Роман был с успехом экранизирован и заслуженно снискал зрительские симпатии.

Содержание:

  • Книга первая 1

    • Глава первая 1

    • Глава вторая 4

    • Глава третья 5

    • Глава четвёртая 11

    • Глава пятая 17

    • Глава шестая 19

    • Глава седьмая 22

    • Глава восьмая 27

    • Глава девятая 31

    • Глава десятая 36

    • Глава одиннадцатая 37

    • Глава двенадцатая 42

    • Глава тринадцатая 47

    • Глава четырнадцатая 56

    • Глава пятнадцатая 60

    • Глава шестнадцатая 62

    • Глава семнадцатая 65

    • Глава восемнадцатая 66

  • Книга вторая 69

    • Глава первая 69

    • Глава вторая 73

    • Глава третья 75

    • Глава четвёртая 77

    • Глава пятая 83

    • Глава шестая 88

    • Глава седьмая 93

    • Глава восьмая 96

    • Глава девятая 102

    • Глава десятая 105

    • Глава одиннадцатая 108

    • Глава двенадцатая 110

    • Глава тринадцатая 114

    • Глава четырнадцатая 116

    • Глава пятнадцатая 118

    • Глава шестнадцатая 119

Георгий Мокеевич Марков
Соль земли

Весна запаздывала. Морозы держались стойко наперекор календарю. В марте по ночам ещё звонко лопался над озёрами и реками лёд. Метели бесновались без передышки по нескольку суток. В логах и на косогорах сугробы снега поднимались выше черёмуховых кустов. Казалось, что зиме не будет конца.
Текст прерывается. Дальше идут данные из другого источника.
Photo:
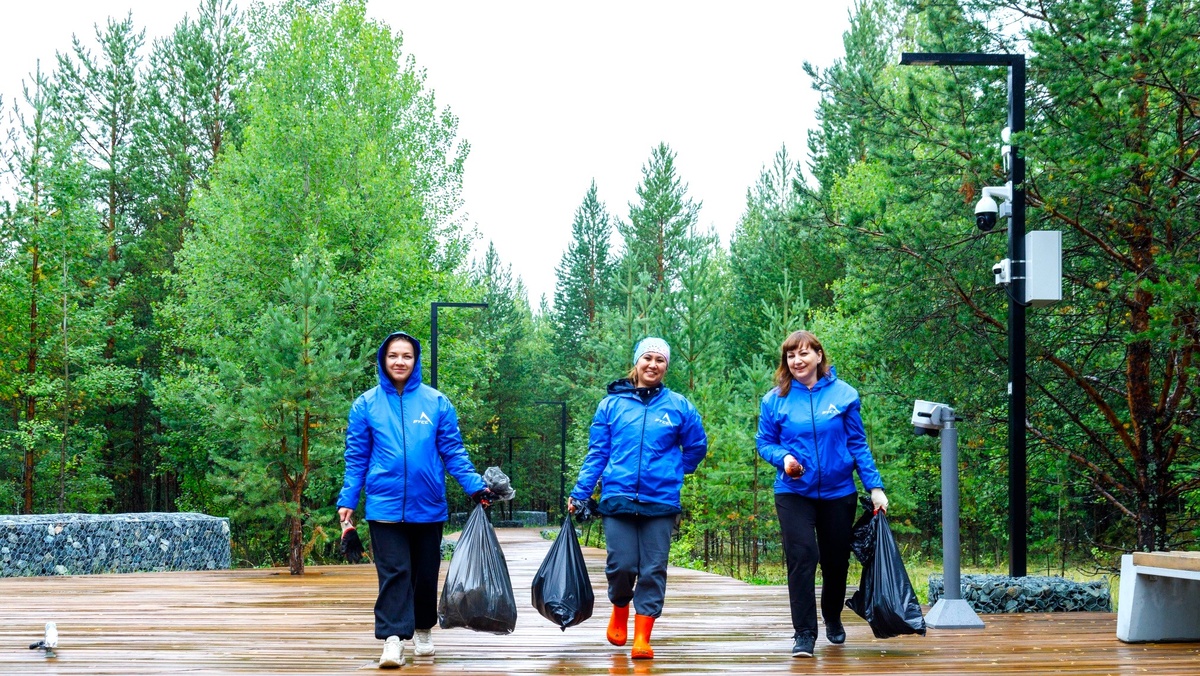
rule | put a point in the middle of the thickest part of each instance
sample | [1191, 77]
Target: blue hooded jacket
[643, 449]
[823, 430]
[400, 444]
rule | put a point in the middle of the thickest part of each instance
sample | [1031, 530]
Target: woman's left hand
[879, 500]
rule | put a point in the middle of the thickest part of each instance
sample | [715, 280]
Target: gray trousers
[637, 561]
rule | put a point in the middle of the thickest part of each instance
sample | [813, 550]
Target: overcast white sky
[552, 95]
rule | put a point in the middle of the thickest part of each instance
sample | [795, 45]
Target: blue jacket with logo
[823, 430]
[641, 450]
[400, 444]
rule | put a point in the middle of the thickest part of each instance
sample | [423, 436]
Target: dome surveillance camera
[985, 214]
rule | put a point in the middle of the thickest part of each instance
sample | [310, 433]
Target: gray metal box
[1043, 268]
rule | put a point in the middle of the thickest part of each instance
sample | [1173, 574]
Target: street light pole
[1018, 549]
[433, 335]
[513, 472]
[562, 470]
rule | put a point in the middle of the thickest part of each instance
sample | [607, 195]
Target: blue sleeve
[358, 455]
[599, 448]
[454, 454]
[693, 440]
[856, 442]
[767, 440]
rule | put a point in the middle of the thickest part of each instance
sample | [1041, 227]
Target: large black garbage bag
[562, 590]
[885, 597]
[478, 593]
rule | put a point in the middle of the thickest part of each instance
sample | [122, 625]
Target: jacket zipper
[641, 449]
[816, 447]
[403, 452]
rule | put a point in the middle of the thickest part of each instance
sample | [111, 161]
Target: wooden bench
[1159, 598]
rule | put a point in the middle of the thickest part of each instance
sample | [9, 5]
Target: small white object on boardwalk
[1159, 598]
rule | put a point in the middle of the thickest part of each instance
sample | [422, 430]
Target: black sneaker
[803, 646]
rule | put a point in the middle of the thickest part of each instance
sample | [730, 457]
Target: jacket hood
[625, 386]
[414, 380]
[828, 380]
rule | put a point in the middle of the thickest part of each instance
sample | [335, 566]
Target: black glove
[485, 497]
[351, 545]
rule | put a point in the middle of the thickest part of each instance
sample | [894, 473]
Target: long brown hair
[797, 340]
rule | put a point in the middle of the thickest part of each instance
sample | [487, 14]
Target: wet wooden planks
[269, 622]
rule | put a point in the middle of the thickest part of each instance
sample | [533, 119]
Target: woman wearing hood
[401, 441]
[643, 440]
[810, 429]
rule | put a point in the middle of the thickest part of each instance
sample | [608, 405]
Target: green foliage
[285, 408]
[207, 240]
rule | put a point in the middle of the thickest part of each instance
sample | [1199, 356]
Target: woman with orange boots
[643, 440]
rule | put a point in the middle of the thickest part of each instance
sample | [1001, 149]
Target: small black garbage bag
[499, 484]
[885, 597]
[562, 590]
[478, 592]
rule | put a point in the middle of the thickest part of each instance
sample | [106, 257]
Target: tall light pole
[562, 468]
[433, 335]
[513, 472]
[1017, 458]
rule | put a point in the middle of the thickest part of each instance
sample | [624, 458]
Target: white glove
[879, 500]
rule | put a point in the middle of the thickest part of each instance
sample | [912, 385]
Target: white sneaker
[423, 642]
[393, 653]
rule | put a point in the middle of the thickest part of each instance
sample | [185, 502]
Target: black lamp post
[562, 468]
[433, 335]
[513, 471]
[1017, 456]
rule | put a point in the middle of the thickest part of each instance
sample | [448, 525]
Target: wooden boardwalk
[268, 622]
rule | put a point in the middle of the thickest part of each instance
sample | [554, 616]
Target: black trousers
[815, 531]
[407, 560]
[639, 549]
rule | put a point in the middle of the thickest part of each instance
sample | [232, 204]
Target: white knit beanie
[658, 346]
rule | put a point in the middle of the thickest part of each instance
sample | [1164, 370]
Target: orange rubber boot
[618, 626]
[642, 627]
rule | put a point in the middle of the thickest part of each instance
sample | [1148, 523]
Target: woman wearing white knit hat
[643, 440]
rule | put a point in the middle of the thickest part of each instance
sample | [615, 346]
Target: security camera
[985, 214]
[988, 210]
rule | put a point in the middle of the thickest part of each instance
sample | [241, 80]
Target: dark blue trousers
[407, 560]
[639, 548]
[816, 531]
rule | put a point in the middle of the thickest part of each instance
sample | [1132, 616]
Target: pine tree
[293, 396]
[583, 279]
[658, 235]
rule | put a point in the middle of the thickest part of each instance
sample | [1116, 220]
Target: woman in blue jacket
[810, 429]
[401, 441]
[643, 440]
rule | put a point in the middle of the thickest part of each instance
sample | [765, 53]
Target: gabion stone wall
[79, 544]
[1036, 593]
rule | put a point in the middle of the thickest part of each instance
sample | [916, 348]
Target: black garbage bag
[885, 597]
[562, 590]
[862, 542]
[499, 484]
[478, 592]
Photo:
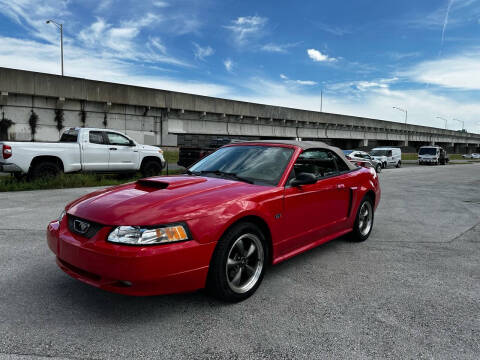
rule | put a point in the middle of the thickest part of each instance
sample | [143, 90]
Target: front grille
[83, 227]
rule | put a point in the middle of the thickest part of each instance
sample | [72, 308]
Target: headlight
[136, 235]
[62, 214]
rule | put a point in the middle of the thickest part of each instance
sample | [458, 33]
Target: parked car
[246, 206]
[471, 156]
[388, 156]
[362, 158]
[432, 155]
[81, 149]
[189, 155]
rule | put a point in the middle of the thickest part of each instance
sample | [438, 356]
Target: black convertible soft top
[305, 145]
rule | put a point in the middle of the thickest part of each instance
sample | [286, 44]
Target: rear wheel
[45, 170]
[238, 263]
[151, 168]
[364, 221]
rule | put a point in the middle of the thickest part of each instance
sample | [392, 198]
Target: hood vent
[170, 183]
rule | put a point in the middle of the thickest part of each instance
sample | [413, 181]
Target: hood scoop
[170, 183]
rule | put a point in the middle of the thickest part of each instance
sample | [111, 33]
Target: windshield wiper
[189, 172]
[224, 173]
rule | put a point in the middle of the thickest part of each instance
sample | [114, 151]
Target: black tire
[44, 170]
[360, 232]
[228, 261]
[151, 168]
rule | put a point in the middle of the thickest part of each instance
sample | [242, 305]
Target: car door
[316, 210]
[123, 154]
[95, 153]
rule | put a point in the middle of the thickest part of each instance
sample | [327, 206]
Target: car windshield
[262, 165]
[427, 151]
[379, 152]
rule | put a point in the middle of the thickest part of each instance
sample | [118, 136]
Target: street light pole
[60, 26]
[439, 117]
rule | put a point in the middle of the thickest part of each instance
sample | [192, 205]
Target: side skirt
[311, 245]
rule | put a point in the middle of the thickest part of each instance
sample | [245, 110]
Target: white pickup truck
[80, 149]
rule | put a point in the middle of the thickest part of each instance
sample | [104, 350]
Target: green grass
[8, 183]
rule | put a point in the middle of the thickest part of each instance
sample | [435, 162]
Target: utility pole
[60, 26]
[321, 100]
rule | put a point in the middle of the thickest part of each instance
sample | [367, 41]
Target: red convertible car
[236, 211]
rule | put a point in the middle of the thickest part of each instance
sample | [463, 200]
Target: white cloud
[228, 65]
[317, 56]
[161, 4]
[202, 52]
[277, 48]
[459, 72]
[297, 82]
[85, 63]
[423, 105]
[245, 28]
[157, 44]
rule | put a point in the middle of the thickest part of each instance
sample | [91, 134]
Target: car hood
[160, 200]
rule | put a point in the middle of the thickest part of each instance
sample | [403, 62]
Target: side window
[341, 166]
[318, 162]
[117, 139]
[69, 136]
[96, 137]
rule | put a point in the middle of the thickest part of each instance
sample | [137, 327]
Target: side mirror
[303, 179]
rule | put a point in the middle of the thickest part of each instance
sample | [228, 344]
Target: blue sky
[366, 56]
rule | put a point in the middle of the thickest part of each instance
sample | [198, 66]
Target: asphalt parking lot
[410, 291]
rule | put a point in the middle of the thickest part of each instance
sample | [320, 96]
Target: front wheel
[238, 263]
[364, 221]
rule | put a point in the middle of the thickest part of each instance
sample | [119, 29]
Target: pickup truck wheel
[238, 263]
[151, 168]
[364, 221]
[45, 169]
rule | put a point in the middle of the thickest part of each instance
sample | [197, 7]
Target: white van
[388, 156]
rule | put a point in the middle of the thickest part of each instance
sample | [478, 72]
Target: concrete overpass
[168, 118]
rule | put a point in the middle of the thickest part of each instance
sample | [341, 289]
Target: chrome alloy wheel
[244, 263]
[365, 218]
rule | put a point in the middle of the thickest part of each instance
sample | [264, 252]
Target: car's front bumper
[9, 167]
[131, 270]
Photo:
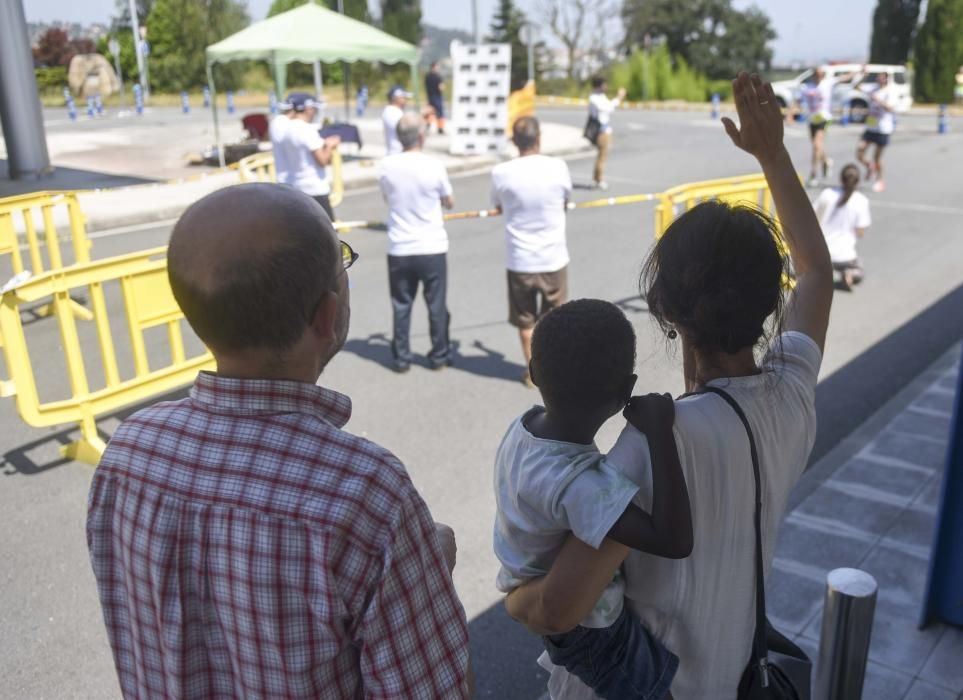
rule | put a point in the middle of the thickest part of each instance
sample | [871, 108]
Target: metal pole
[20, 109]
[844, 642]
[135, 28]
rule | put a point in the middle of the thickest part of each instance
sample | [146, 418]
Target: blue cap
[398, 91]
[299, 101]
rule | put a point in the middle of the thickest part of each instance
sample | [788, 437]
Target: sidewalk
[876, 512]
[163, 201]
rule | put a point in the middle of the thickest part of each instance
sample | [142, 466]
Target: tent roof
[311, 33]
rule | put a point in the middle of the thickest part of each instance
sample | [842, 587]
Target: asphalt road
[446, 426]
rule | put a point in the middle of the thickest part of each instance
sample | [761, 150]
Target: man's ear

Но в середине апреля солнце прорвалось сквозь низкое свинцовое небо, и в Улуюлье наступила весна. Под снегом заколобродили неслышные ручьи, потом с яров и гор ринулись в таёжные речки потоки талых вод, лесистые заломы и каменистые перекаты огласились буйным шумом вешнего половодья. Неохватная ширь поднебесья покрылась живыми серыми пятнами: то двигались с просторов юга несметные стаи перелётных птиц. И хотя весна запаздывала, всё на улуюльской земле происходило так, как и год, и десять, и сто лет назад. Только люди не могли и не хотели повторять прожитого. Весна этого года не походила у них ни на какую другую, пережитую когда-либо раньше…

Книга первая

Глава первая

1

В окно громко постучали. Анастасия Фёдоровна встревоженно взглянула на Максима. Стук повторился. Звон стекла выразительно передал чьё-то нетерпение. Анастасия Фёдоровна быстро встала.

– Кто же это?

– Сиди, Настенька, я открою.

Максим поднялся из глубокого кресла и, направляясь к двери, посмотрел на часы, висевшие над письменным столом. Было два часа ночи.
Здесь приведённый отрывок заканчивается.